Ana Paula Lisboa
PUBLICIDADE
Ana Paula Lisboa 

Escritora, jornalista e apresentadora.

Informações da coluna

Ana Paula Lisboa 

Foram precisos vários exercícios de respiração, um fim de tarde bonito em Luanda e Bob Marley cantando “Three little birds” para que conseguisse escrever. Mesmo depois de abrir o documento em branco e antes de escrever a primeira palavra, ainda me perguntei: quer mesmo escrever?

— Eu quero.

Eu sabia que escreveria desde janeiro. Em Maputo, calhou de reassistir ao filme “Opaió” e chorar na cena em que Dona Joana recebe a notícia do assassinato dos filhos, mortos por um policial. Em todos esses anos, nunca havia prestado bem atenção ao poema “O caso dos dez negrinhos”, de Bráulio Tavares:

“Dez negrinhos numa cela,

Um deles não mais se move.

Fugiram de manhã cedo

Mas eram nove”

O desespero de Dona Joana me lembrou que dali a pouco, em 12 de fevereiro, meu irmão faria 29 anos. Meu irmão fez 29 anos, porque a minha memória o mantém vivo e celebrando aniversários. No caso da minha família, celebramos a vida e a morte, já que ele foi assassinado no mesmo dia, há dez anos.

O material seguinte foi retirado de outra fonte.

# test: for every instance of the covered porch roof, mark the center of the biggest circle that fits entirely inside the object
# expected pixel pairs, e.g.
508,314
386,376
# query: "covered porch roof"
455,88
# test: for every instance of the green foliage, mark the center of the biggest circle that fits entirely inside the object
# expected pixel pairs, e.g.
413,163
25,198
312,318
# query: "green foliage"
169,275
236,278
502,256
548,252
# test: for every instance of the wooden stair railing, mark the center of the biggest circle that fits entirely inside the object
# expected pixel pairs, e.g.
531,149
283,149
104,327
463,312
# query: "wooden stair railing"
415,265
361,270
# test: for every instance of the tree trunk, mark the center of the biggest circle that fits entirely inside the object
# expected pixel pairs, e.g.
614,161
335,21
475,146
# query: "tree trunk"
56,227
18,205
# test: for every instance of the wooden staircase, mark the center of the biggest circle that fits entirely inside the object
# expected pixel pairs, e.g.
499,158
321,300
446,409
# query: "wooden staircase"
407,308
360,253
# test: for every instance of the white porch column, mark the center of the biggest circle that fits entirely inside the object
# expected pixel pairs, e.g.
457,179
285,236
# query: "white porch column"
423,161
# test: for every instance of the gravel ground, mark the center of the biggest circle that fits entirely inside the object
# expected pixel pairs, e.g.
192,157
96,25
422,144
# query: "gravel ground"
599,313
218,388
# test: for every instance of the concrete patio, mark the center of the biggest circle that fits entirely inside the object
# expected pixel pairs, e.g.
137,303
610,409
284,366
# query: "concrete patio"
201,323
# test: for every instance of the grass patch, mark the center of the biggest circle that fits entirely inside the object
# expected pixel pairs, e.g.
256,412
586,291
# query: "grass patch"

Desisti de escrever porque, há alguns anos, eu entendi que a escrita não é mais o melhor lugar para falar do meu irmão. Retomei, quando descobri que outro jovem de favela também foi morto por um policial aos 19 anos, em 2014: Johnatha de Oliveira Lima. Esta semana iniciou finalmente o julgamento de seu assassino e isso, sim, é algo sobre o que quero escrever.

Uma das táticas para garantir que uma pessoa continue morrendo a cada oito horas e 24 minutos em decorrência de intervenção policial é a criminalização dos jovens negros e da pobreza. Faz com que todos acreditem que, se uma pessoa favelada morre, era só mais um e, com certeza, não foi à toa. No Brasil, a cada cem pessoas mortas pela polícia em 2022, 65 eram negras, segundo a Rede de Observatórios da Segurança, do Centro de Estudos de Segurança e Cidadania (Cesec).

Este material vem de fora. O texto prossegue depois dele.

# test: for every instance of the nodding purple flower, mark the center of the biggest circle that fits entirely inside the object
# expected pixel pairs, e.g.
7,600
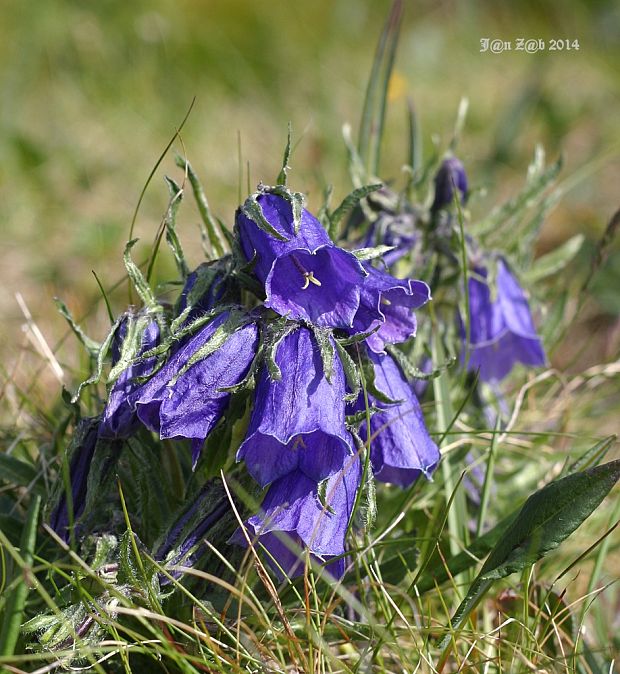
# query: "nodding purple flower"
502,331
181,543
451,174
204,288
298,422
80,458
297,515
388,303
119,418
306,276
185,398
401,448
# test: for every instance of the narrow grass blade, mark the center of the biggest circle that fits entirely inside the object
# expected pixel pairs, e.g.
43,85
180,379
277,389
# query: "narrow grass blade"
14,612
375,102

Outra tática é tentar nos vencer pelo cansaço, pela sensação de injustiça, pela tristeza. Muitas vezes as famílias vítimas da violência não têm dinheiro nem para enterrar seus filhos, que dirá para acompanhar um processo longo. Mesmo em casos de grande repercussão, como o de Marielle Franco, vemos a morosidade nas investigações e as lacunas deixadas pela polícia. Imagine o que pensa uma família pobre e sem visibilidade.

Ana Paula Oliveira foi contra tudo isso para provar que seu filho não podia morrer. Contra os depoimentos do policial que primeiro dizia que não estava no local, e depois confessou, mas fez questão de acusar Johnatha. Ana Paula foi contra as manchetes dos jornais que no mesmo dia já contavam a história de confronto com bandidos, enquanto ela contava que seu filho foi morto com um tiro nas costas, quando voltava da casa da avó.

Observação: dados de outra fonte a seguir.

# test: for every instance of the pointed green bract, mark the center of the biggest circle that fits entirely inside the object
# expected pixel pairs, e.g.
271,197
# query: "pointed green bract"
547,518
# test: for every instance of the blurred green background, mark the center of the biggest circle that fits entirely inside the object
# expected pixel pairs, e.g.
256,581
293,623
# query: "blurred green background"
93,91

Eu a admiro tanto e sinto tanto que Ana seja uma das poucas mães, esposas, namoradas, irmãs ou filhas que conseguem levar o assassino do seu ente querido a julgamento. Escrevo enquanto isso acontece e torço para que este julgamento não seja um caso isolado. Eu espero com toda a minha alma que eu possa abraçar a minha xará e ela não precise mais estar usando uma camiseta pedindo justiça.